'Los allanadores', Carlos Pardo


Tenemos aquí un juego de perspectivas, de direcciones en el plano. La pulsión ascensional, tan escolástica, tan de catedral gótica o ciprés, pertenece, irónicamente, al mundo animal, humanizado ahora al dirigirse como en un reality a su cámara cenital —en ese prime time poético que es toda una anunciación— y entonar su interrogación a lo ilimitado. Su canto a lo desconocido. O la metafísica pasada por agua. El arca de la luna bien vale echarse al monte. Y esperar. Luego la horizontalidad, ese dormir hasta tarde, una pereza filosófica que viene a dar el relevo justamente de la ‘mano’ de la vaca, de su mugido, en su morosidad y su abrumadora simpleza, deteniéndose en lo pequeño, repitiéndose quizás aquello de Juan Ramón de para llegar más alto ir más hondo.
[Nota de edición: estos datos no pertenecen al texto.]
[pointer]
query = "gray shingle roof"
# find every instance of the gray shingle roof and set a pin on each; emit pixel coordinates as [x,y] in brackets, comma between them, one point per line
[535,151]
Y así, culminando un viaje circular, hasta la insignificancia del insecto, que delata algo esencial: no es lo observado, sino el modo de observar. No el objeto, sino el ojo. Es decir, que pendemos del dudoso hilo de las percepciones. Empirismo o solipsismo. Situada la mirada, pues, en su eje, tenemos ese poliedro del mundo imaginado donde allanar, mal que bien, lo poco que nos quede. Algo que, como dijo Andrade, bien puede ser todo el oro del mundo.


LOS ALLANADORES

Toda la noche le ha cantado
el gallo a la neolítica
luna como un

perro. Mamíferos y aves
concordaban lamentos
para ascender el arca de la luna.

Los pasos en la grava
por la escalera de la noche.

Pero ahora podremos dormir hasta tarde.
Apenas el mugido de una vaca
guiará nuestro sueño
por senderos de insectos susurrantes.